Other devices were intended to be carried in the pocket, and were probably brought out by the introduction of tobacco and the need of smokers for a convenient light.
Fig. 50. Strike-a-light (Briquet).
(Cat. No 129693, U. S. N. M. Boulogne-sur-mer. France. Collected by Edward Lovett.)
The pocket strike-a-light is still used. The one shown ([fig. 50]) was bought in 1888 by Mr. E. Lovett, at Boulogne-sur-mer. They are still used by the peasants and work-people of France. An old specimen in the Museum of this character is from Lima. The roll of tinder, or “match,” is made of the soft inner bark of a tree.
Among many of our North American tribes the flint and steel superseded the wooden drills as effectually as did the iron points the stone arrow-heads.
Some of these tribes were ripe for the introduction of many modern contrivances. Civilized methods of fire-lighting appealed to them at once. Among the Chukchis, Nordenskiöld says, matches had the honor of being the first of the inventions of the civilized races that have been recognized as superior to their own.[61] It was so among our Indian tribes; the Mandan chief “Four Bears” lighted his pipe by means of a flint and steel taken from his pouch when George Catlin visited him in 1832.[62]
The Otoes (Siouan stock) made use of the flint and steel shown in [fig. 51]. The flint is a chipped piece of gray chert, probably an ancient implement picked up from the surface.
The steel is a very neatly made oval, resembling those of the Albanian strike-a-lights,[63] or the Koordish pattern, ([fig. 54]).

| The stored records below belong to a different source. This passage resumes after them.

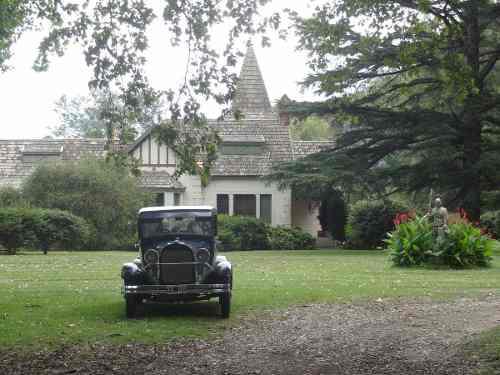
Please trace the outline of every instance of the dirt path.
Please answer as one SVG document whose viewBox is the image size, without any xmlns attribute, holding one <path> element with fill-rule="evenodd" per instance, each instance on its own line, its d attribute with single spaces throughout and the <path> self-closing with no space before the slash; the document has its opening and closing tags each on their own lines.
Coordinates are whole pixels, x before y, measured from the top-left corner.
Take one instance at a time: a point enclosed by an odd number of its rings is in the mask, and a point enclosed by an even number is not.
<svg viewBox="0 0 500 375">
<path fill-rule="evenodd" d="M 460 355 L 500 324 L 500 297 L 310 305 L 246 320 L 222 338 L 166 346 L 0 353 L 2 374 L 471 374 Z"/>
</svg>

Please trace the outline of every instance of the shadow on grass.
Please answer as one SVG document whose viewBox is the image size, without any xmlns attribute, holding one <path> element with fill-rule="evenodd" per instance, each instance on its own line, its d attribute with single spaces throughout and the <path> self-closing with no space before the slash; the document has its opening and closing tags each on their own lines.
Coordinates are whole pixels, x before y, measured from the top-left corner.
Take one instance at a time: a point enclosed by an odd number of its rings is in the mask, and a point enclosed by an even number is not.
<svg viewBox="0 0 500 375">
<path fill-rule="evenodd" d="M 143 317 L 148 319 L 161 319 L 165 317 L 182 317 L 182 318 L 219 318 L 219 303 L 214 299 L 210 302 L 192 302 L 192 303 L 158 303 L 146 302 L 142 306 Z M 125 307 L 124 307 L 125 309 Z"/>
</svg>

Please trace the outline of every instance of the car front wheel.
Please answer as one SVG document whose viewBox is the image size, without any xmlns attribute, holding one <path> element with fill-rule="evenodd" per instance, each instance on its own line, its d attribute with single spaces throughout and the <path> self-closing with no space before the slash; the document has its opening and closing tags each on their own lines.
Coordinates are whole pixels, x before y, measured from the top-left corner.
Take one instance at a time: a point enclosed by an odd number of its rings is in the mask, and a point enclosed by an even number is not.
<svg viewBox="0 0 500 375">
<path fill-rule="evenodd" d="M 219 305 L 221 317 L 224 319 L 229 318 L 231 312 L 231 292 L 226 292 L 219 296 Z"/>
<path fill-rule="evenodd" d="M 137 308 L 139 306 L 139 298 L 135 295 L 125 296 L 125 313 L 127 318 L 137 317 Z"/>
</svg>

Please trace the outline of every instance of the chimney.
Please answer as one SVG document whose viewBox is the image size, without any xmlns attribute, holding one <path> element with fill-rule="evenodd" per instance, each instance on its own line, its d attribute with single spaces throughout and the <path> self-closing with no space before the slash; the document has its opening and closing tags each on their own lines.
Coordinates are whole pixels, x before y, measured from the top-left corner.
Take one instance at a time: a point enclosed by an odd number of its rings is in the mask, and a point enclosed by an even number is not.
<svg viewBox="0 0 500 375">
<path fill-rule="evenodd" d="M 290 112 L 288 112 L 288 106 L 292 103 L 290 98 L 283 95 L 280 100 L 278 100 L 278 111 L 280 115 L 280 125 L 290 126 Z"/>
</svg>

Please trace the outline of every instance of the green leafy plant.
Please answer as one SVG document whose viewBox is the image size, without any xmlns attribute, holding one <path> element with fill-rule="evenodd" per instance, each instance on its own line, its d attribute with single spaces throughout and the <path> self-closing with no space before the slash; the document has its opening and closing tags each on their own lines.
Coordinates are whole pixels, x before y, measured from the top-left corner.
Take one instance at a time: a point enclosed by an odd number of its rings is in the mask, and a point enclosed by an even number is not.
<svg viewBox="0 0 500 375">
<path fill-rule="evenodd" d="M 381 246 L 387 233 L 394 230 L 394 217 L 405 211 L 407 207 L 398 202 L 358 201 L 349 214 L 349 246 L 364 249 Z"/>
<path fill-rule="evenodd" d="M 28 203 L 20 189 L 12 186 L 0 187 L 0 208 L 26 206 Z"/>
<path fill-rule="evenodd" d="M 0 244 L 10 254 L 19 248 L 47 253 L 53 248 L 84 248 L 94 234 L 82 218 L 61 210 L 41 208 L 0 209 Z"/>
<path fill-rule="evenodd" d="M 485 267 L 491 261 L 493 241 L 471 223 L 456 223 L 438 237 L 433 249 L 434 261 L 454 268 Z"/>
<path fill-rule="evenodd" d="M 130 170 L 113 159 L 40 165 L 23 192 L 33 206 L 69 211 L 91 223 L 94 249 L 130 248 L 136 241 L 130 224 L 151 200 Z"/>
<path fill-rule="evenodd" d="M 482 214 L 481 228 L 493 238 L 500 239 L 500 211 L 490 211 Z"/>
<path fill-rule="evenodd" d="M 299 228 L 271 225 L 253 217 L 218 217 L 218 240 L 223 250 L 307 250 L 314 238 Z"/>
<path fill-rule="evenodd" d="M 218 238 L 224 250 L 269 249 L 269 226 L 253 217 L 218 217 Z"/>
<path fill-rule="evenodd" d="M 316 240 L 300 228 L 271 227 L 269 245 L 272 250 L 311 250 L 316 248 Z"/>
<path fill-rule="evenodd" d="M 388 236 L 385 242 L 397 266 L 485 267 L 492 259 L 494 241 L 468 221 L 453 223 L 434 238 L 429 220 L 416 217 L 398 223 Z"/>
<path fill-rule="evenodd" d="M 398 266 L 414 266 L 426 262 L 432 252 L 432 227 L 426 217 L 416 217 L 396 225 L 385 240 L 392 261 Z"/>
</svg>

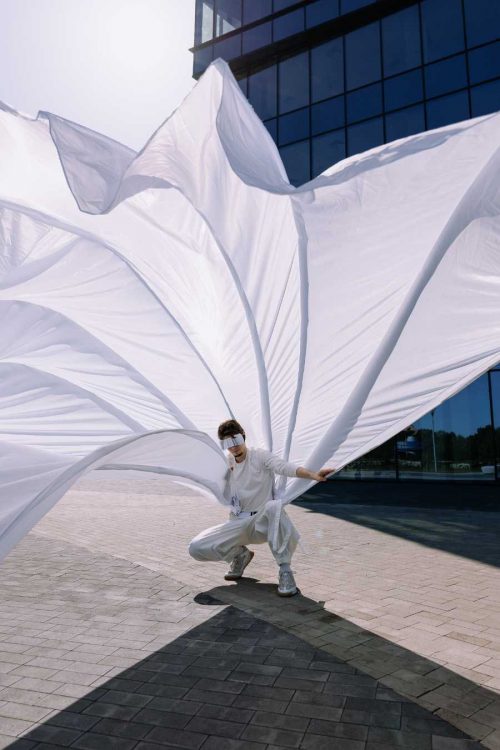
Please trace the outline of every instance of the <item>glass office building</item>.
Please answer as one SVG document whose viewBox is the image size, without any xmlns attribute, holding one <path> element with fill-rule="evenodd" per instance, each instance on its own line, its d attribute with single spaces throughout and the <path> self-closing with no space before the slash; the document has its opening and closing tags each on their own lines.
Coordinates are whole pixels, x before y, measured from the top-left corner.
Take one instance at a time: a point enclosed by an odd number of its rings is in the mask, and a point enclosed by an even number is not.
<svg viewBox="0 0 500 750">
<path fill-rule="evenodd" d="M 500 110 L 500 0 L 197 0 L 194 76 L 218 57 L 293 184 Z M 500 481 L 500 366 L 342 472 Z"/>
</svg>

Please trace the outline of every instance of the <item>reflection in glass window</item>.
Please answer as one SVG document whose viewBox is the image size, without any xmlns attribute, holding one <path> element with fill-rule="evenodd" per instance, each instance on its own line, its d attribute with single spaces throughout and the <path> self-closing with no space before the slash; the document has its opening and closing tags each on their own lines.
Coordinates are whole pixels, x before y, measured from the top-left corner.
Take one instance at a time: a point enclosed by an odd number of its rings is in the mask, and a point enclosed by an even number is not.
<svg viewBox="0 0 500 750">
<path fill-rule="evenodd" d="M 238 78 L 238 86 L 243 91 L 245 96 L 248 96 L 248 78 L 246 76 Z"/>
<path fill-rule="evenodd" d="M 332 39 L 311 50 L 311 97 L 313 102 L 344 91 L 343 40 Z"/>
<path fill-rule="evenodd" d="M 232 60 L 241 55 L 241 34 L 221 39 L 214 44 L 214 60 L 221 57 L 223 60 Z"/>
<path fill-rule="evenodd" d="M 428 97 L 440 96 L 467 86 L 465 55 L 427 65 L 425 68 L 425 93 Z"/>
<path fill-rule="evenodd" d="M 345 159 L 345 130 L 325 133 L 312 139 L 312 173 L 317 177 L 332 164 Z"/>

Here arises one of the perplexities of modern intercourse, perhaps both of these steels were derived from the same commercial center.
The flint, steel, and tinder were always carried in a pouch, usually suspended from a belt as in specimen No. 8481 from the Assiniboins (Siouan stock) of Dakota. This is a buckskin waist-belt, beaded and fringed, ornamented with bells of tin. It supports a flapped pouch for the flint, etc. The tinder used was fungus.